How many cars and trucks does your family have?
And how many people here have ridden in an airplane?
Being able to travel makes our lives better, doesn't it?
Being able to travel certainly is a good thing.

About thirty-five years ago, people realized that cars were causing too much air pollution, so we started having rules to make cars not pollute so much. And factories have rules so that they don't pollute so much either.

But all the motors and furnaces and engines that work to make our life better put out something that most of us didn't think of as pollution. That is Carbon Dioxide. Carbon Dioxide is what comes out of our mouth when we breathe. But it comes out of cars and airplanes, motors and furnaces too. And machines put out a whole lot more Carbon Dioxide than humans do. Carbon Dioxide is what has made Carbon Man so big and fat!

Just in the last ten years people have realized that it is the Carbon Dioxide that is making our planet get warmer, and changing our climate. Sometimes in the winter, when it is cold, we think that sounds like a good thing, but it really isn't. The icy glaciers up in our mountains are melting. The trees in our forests are having trouble staying healthy. And the streams don't always have enough water for the salmon. And the longer our planet gets warmer, the bigger and fatter that Carbon Man is going to be.

We all know that being really fat is not healthy. Carbon Man has been around for a long time, and we hope that he can lose some weight, get healthy again and live a long, long time. We would like to help him do that, by cutting down on the Carbon Dioxide that people in our church community put out in our daily lives.

Would you like to help?

We have a list of Hot Ideas to Cool the Earth for you to take home with you today. You can discuss it with your family, and decide which changes you can make to help Carbon Man (and the Earth) get healthy. And I'll bet that there are some things on the list that your family does already.

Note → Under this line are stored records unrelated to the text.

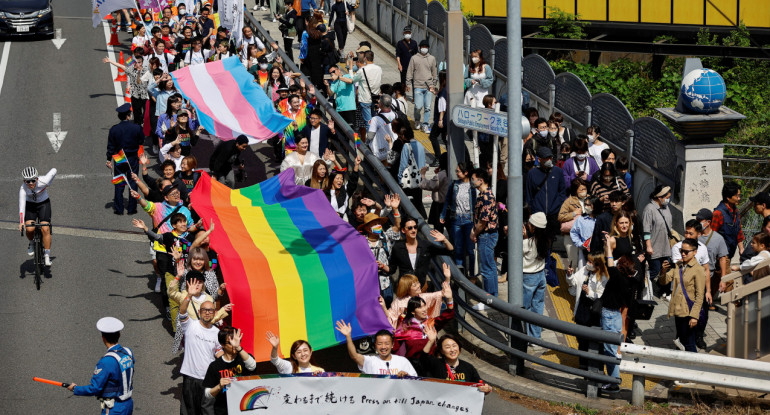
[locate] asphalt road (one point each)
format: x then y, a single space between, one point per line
100 266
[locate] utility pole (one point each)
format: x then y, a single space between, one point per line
453 39
515 181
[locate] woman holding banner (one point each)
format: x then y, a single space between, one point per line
446 363
300 357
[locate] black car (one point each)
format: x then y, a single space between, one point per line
26 17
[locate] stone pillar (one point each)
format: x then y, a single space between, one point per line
700 182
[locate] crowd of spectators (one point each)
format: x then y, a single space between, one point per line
576 190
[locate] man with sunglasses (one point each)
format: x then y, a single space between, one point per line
34 203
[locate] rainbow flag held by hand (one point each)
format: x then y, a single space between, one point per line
291 264
120 157
121 178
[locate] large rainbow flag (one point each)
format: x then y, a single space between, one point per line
291 265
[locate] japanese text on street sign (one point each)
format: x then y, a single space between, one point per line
479 119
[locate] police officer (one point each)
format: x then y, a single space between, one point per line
112 382
128 137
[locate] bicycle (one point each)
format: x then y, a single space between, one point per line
37 240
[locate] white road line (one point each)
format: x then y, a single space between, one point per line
4 63
119 98
63 177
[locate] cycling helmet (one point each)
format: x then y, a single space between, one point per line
29 173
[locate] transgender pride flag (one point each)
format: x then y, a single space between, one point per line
228 101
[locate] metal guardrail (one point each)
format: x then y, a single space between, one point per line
745 314
643 361
379 182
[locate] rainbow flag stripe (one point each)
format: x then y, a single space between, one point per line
119 179
250 399
292 266
120 157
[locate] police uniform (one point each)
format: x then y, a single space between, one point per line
126 136
112 380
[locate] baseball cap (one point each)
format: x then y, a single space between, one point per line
704 214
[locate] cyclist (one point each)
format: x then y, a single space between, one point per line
35 204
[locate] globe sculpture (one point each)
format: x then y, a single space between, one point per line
703 91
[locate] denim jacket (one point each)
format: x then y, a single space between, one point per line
448 213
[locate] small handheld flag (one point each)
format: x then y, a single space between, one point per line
120 157
121 178
50 382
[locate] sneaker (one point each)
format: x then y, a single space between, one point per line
479 307
700 343
678 344
610 388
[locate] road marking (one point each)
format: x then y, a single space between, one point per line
64 177
4 62
111 54
109 234
57 136
57 40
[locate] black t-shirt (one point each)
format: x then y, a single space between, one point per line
219 369
437 368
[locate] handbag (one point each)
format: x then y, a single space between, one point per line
351 22
410 177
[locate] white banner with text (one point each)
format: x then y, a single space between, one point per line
350 393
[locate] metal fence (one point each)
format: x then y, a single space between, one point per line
379 182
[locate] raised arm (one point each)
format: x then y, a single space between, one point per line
346 330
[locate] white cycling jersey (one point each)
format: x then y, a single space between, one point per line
36 195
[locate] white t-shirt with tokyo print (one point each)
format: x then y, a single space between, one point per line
373 365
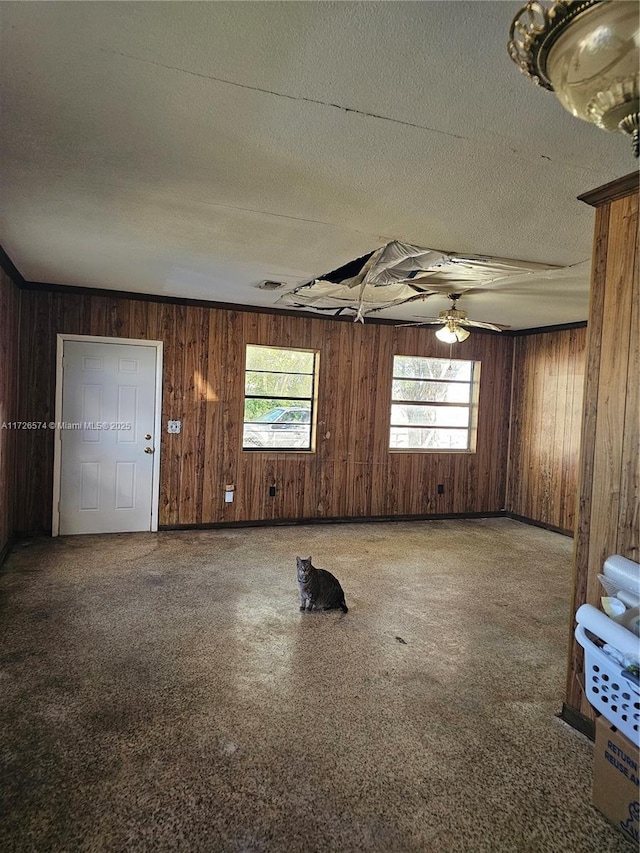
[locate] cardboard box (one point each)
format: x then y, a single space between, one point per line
616 770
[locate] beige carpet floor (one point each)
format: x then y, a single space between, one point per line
163 692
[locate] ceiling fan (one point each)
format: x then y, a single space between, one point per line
453 321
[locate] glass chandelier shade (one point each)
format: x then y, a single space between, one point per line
587 52
452 333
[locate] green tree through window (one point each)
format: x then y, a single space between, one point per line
434 404
279 398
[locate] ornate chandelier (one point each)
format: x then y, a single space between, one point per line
587 52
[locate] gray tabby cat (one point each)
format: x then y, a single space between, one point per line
319 588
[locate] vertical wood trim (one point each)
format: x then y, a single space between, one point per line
607 510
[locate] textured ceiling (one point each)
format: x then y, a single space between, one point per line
195 149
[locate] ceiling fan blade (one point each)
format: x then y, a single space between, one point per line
495 326
426 321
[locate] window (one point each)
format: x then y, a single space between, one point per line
279 392
434 404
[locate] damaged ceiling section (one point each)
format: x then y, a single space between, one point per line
398 273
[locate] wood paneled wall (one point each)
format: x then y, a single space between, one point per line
609 491
9 317
351 474
546 418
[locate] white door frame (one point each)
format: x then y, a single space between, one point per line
57 447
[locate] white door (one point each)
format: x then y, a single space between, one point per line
107 437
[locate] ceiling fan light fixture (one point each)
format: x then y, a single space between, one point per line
452 333
588 53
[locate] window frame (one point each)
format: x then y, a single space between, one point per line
312 400
472 406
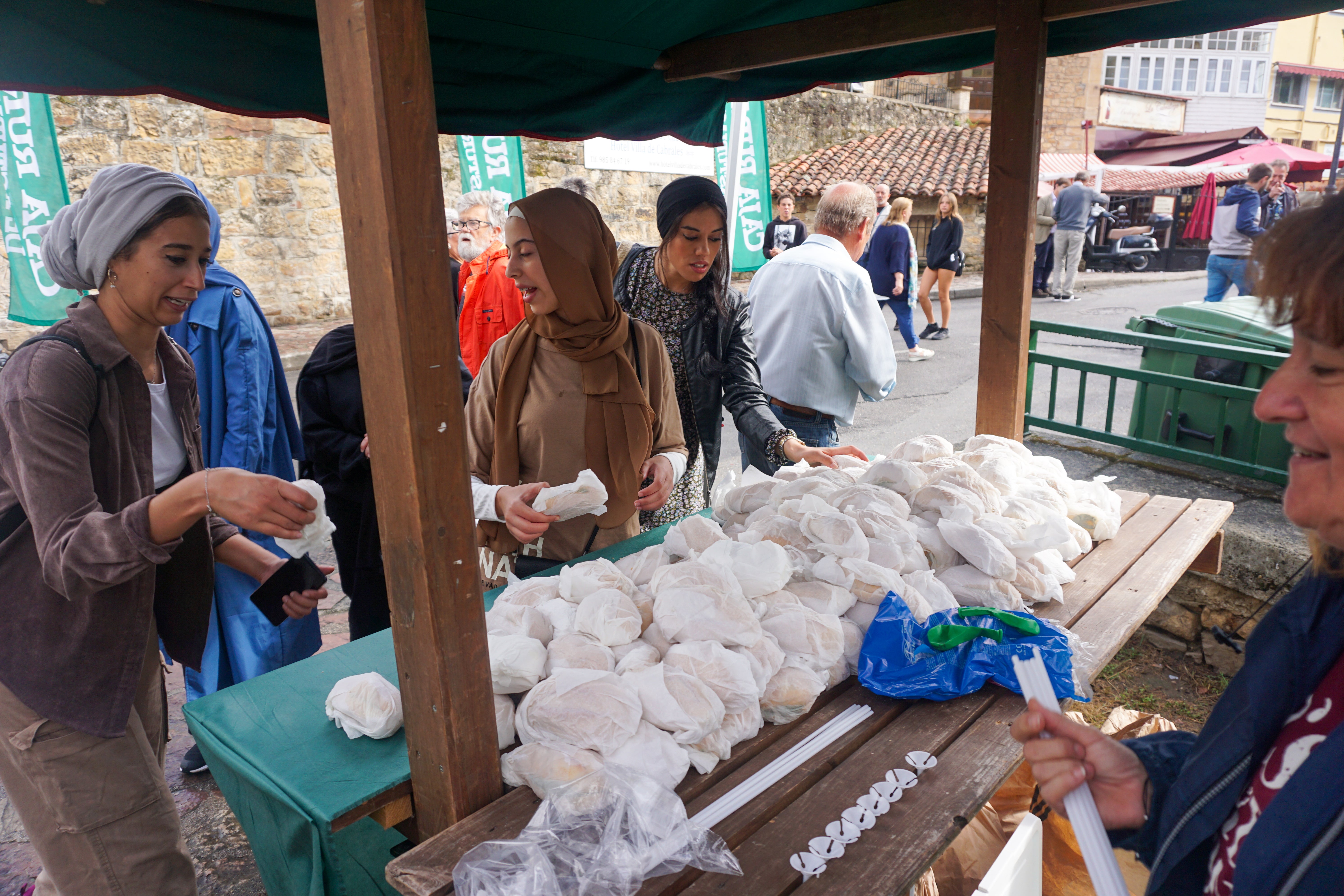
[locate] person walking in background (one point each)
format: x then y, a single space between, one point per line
1236 228
1046 241
1073 203
892 261
784 232
682 289
943 258
821 335
1279 198
491 303
247 422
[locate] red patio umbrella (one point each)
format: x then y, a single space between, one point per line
1201 222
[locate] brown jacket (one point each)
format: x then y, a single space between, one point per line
79 578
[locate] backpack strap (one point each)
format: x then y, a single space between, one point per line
14 518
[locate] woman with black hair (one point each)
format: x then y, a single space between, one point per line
682 288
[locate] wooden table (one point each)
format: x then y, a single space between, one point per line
1119 585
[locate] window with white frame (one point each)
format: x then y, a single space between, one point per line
1329 93
1252 80
1256 41
1218 77
1290 89
1118 72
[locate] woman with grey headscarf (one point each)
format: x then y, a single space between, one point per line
108 535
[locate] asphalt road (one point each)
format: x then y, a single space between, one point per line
939 396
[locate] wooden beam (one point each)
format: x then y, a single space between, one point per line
1010 217
381 95
878 27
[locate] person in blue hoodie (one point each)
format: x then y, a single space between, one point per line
1236 228
248 422
1255 804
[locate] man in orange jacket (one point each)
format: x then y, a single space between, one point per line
491 303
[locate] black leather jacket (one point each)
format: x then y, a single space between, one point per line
722 371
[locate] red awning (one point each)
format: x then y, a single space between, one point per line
1294 69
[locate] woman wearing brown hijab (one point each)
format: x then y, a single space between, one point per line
579 385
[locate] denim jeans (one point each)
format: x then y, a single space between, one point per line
1225 271
814 431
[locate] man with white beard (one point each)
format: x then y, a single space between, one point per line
491 303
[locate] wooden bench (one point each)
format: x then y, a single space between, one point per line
1119 585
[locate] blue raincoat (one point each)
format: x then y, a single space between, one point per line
247 421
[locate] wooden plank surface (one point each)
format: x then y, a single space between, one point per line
1109 561
1010 220
1127 604
385 136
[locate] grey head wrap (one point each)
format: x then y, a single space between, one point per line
83 238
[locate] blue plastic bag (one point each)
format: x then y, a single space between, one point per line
897 660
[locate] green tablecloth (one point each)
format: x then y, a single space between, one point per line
288 772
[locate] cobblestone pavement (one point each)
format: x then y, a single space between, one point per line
220 848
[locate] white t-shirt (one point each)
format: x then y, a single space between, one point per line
170 449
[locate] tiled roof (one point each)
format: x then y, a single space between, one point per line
916 162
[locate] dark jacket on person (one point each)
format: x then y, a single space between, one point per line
889 254
1198 781
944 241
83 579
722 373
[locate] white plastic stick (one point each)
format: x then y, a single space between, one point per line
1083 809
791 760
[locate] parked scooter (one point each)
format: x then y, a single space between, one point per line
1126 248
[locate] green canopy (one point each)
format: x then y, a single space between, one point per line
557 70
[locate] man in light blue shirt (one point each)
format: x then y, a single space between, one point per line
821 338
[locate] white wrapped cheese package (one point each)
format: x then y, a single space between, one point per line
812 637
728 674
677 703
610 617
693 535
518 663
654 753
366 706
640 567
585 495
312 535
577 651
505 721
583 707
765 657
975 589
530 593
823 597
546 765
760 569
791 694
583 579
979 547
517 618
683 614
923 448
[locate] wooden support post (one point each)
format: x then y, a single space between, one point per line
381 95
1011 215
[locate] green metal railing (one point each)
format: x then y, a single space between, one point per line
1167 392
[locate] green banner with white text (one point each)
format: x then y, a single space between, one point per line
493 163
34 190
744 171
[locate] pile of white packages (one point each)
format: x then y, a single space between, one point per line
673 656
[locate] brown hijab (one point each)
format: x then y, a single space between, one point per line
579 253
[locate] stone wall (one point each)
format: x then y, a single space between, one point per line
274 182
1072 99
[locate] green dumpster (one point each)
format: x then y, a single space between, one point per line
1237 322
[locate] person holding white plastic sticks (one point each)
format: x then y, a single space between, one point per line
1255 804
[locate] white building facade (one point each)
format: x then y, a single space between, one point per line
1225 74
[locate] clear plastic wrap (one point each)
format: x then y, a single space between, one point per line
603 835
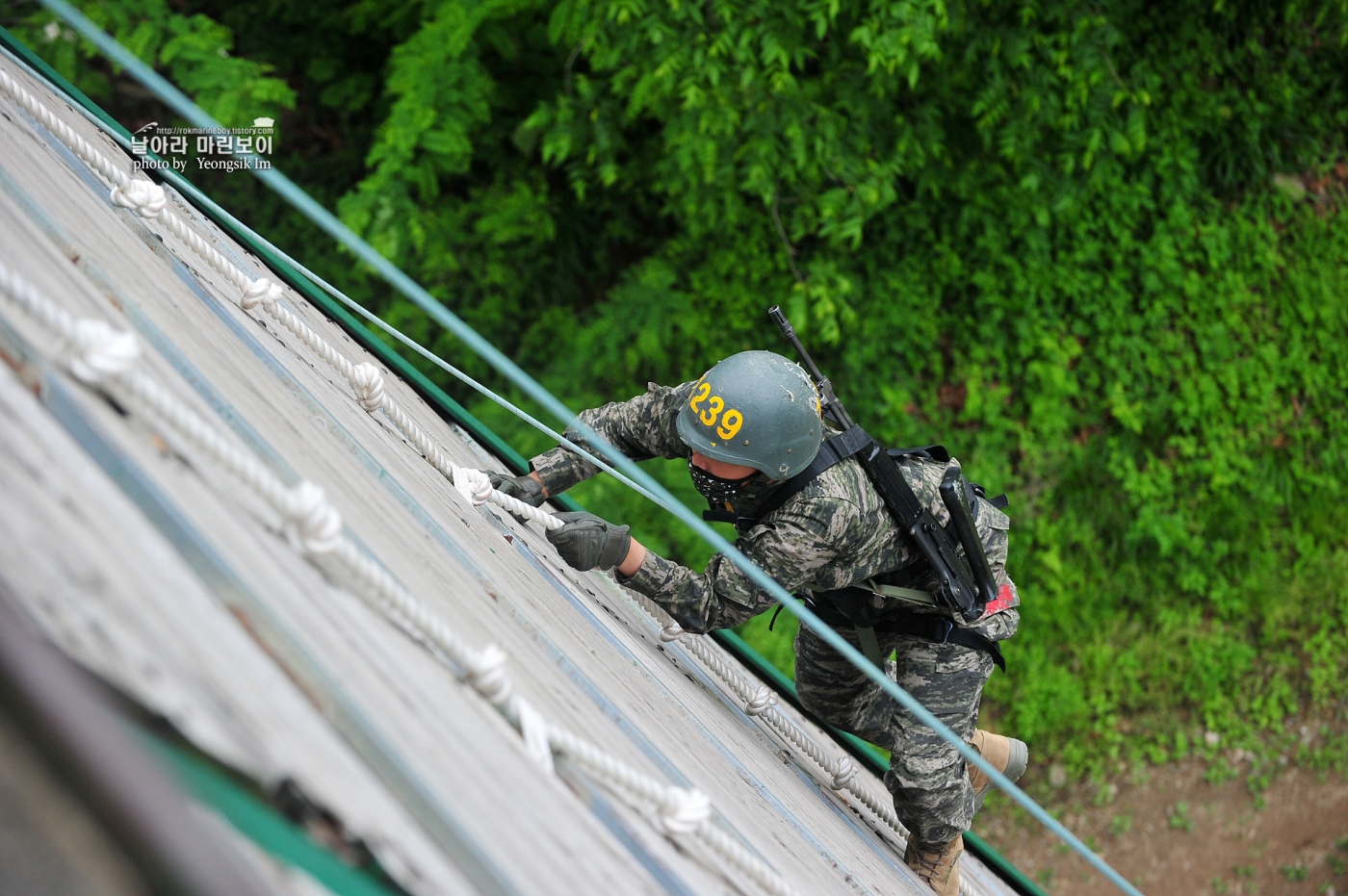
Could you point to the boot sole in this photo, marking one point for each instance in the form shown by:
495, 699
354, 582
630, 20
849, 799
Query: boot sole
1015, 768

We would like you to check off which things you do already, and which things you are going to do this year. If you will return your list to us, we will bring back Carbon Man in the fall, after he has been on this healthier diet for the summer. And then we can all see what a big difference our actions can make.

 

The handout OUUC Individual Actions to Cool the Planet was provided to those who attended the service.